Planting in the gravel bed
The days were filled with planting out the remaining vegetable seedlings, cropping the now abundant broad beans and squeezing annuals into gaps where spring flowers would recede. In between, we began the tricky operation of emptying the tank pond that forms the centrepeice of the kitchen garden. A Victorian circular stone pond ten feet in depth encompassed by wrought iron railings stores the run-off from the roof of the castle. With time the stonework has developed cracks and there were signs of water escaping, so a specialist was contracted to lay a waterproof coating that kept the original features visible. The bulk of the water could be pumped to a higher tank and an overflow reservoir under the potting shed. The stumbling block came when we reached the sludgy bottom. After a few ineffectual [and exhausting] attempts at hauling buckets to the surface, a Heath Robinson approach of lowering a heavy petrol pump by ropes onto an upturned tub and filtering out the mud and duckweed with a roll of chicken wire proved successful. Within three days it was cleaned, dried and resurfaced. The rescued frogs and dragonfly larvae are still waiting in temporary accommodation; refilling takes somewhat longer.
Charlie had begun an email discussion with the steering group on the nuts and bolts of removing the croquet lawn prior to groundworks beginning next summer, the basic premise ‘To spray or not to spray?’ Measuring over 1200 square metres it presents problems of scale, timeframes, economics and ecological impact. In taking up large areas it’s best to start with as weed-free an environment as possible, to mitigate ongoing maintenance and ensuring the healthy establishment of young plants. The choices are limited; lift the turf and smother the ground, a year being the minimum effective amount of time. Or spray with a Glyphosate based product. Neither one is one hundred percent effective when it comes to eliminating the latent seed bank, but the main aim is to remove or repress pernicious weeds such as couch grass.
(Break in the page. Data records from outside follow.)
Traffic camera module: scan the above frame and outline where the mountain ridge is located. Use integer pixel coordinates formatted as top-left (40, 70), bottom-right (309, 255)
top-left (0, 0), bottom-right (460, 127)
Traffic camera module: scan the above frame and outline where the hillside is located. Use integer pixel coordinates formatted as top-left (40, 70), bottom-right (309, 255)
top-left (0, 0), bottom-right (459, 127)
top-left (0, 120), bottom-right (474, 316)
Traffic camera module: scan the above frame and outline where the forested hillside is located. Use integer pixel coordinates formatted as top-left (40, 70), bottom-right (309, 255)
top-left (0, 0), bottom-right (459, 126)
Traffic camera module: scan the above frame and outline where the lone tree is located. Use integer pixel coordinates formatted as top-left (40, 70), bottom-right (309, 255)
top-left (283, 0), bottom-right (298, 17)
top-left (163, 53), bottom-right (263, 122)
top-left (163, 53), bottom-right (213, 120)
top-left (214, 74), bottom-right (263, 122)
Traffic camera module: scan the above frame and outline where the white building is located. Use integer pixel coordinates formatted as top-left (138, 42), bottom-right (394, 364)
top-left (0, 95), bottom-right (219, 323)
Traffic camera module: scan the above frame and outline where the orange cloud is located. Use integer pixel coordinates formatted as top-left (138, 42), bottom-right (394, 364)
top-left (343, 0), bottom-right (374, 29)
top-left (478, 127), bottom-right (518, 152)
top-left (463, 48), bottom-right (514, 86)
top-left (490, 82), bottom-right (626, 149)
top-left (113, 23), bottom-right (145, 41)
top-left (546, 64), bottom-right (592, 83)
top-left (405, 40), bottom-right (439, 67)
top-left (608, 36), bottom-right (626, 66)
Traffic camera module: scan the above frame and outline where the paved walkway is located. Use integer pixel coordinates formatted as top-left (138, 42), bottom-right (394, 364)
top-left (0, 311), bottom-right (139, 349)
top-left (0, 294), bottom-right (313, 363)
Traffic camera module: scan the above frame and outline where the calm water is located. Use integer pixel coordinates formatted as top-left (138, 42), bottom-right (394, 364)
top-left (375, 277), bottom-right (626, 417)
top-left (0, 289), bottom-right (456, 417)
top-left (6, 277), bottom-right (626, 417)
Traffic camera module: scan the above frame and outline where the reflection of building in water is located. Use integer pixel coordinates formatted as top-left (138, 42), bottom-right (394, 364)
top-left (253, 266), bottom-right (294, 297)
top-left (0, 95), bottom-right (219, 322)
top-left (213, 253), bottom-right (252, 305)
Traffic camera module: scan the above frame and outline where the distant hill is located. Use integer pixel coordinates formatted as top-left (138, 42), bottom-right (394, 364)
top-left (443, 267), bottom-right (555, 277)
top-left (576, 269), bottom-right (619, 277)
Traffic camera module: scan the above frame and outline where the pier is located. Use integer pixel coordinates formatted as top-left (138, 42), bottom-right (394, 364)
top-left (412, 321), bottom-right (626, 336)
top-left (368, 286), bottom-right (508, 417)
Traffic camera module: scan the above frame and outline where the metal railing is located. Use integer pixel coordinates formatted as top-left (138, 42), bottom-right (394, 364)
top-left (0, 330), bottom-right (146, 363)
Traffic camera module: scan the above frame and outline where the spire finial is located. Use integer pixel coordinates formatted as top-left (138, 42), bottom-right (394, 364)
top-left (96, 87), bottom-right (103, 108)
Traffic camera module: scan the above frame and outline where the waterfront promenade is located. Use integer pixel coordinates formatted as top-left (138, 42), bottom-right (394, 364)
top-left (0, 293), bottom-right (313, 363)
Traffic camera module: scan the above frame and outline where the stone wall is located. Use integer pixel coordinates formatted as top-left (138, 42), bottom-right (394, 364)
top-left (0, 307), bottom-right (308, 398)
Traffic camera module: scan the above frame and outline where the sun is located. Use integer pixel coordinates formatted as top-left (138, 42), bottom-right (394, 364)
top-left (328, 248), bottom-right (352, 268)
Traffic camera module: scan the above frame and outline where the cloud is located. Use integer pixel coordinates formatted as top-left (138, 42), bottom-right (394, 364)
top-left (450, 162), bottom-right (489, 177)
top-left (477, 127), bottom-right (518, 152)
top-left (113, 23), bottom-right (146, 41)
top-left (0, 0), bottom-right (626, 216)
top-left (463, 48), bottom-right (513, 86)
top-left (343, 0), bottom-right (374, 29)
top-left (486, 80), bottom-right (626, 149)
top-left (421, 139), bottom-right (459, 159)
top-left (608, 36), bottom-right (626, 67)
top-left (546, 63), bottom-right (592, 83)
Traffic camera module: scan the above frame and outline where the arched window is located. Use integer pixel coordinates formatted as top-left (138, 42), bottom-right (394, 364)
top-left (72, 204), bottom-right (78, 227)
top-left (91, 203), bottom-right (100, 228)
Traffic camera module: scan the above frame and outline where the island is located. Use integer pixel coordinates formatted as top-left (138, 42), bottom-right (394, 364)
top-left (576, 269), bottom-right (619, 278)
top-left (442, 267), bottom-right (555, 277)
We’re committed in the garden to organic practice, and as Jekka pointed out in the online meeting the discussion prompted, Glyphosate is shown to have many adverse effects in the soil’s biota, which can take years to rebuild. James reminded us that in five years the chemical will be removed from sale following several studies. But time is not on our side: Tom, James and Mick have all been involved in large scale projects and are well aware of the benefits of forward planning.
So, a compromise was reached. Almost a third of the space is to be scraped and smothered. The rest will be sprayed in spring. With the ongoing baseline survey of the garden we may be able to form unique insights into the comparisons.
The month drew to a close with more meteorological firsts – it was the sunniest May on record in England and Wales with many sites recording over 300 hours. The garden had reached that stage of exuberance where beds overflowed into paths and plants reached around each other, Alliums popping, Euphorbias fizzing, the Nepeta a buzzing hum of blue and the stately Stipa giganteum waving its seed heads above it all like a disheveled conductor. Red and white onions fattened in their rows, laden roses tumbled off the pergolas and walls like a surging crowd. Nigellas, Verbascums and Ammi’s sneaked into the pathways before we’d noticed. The turbulence and uncertainty of life with Covid 19 recedes beyond the walls and for us, as for many others, the garden is a place of refuge and grace.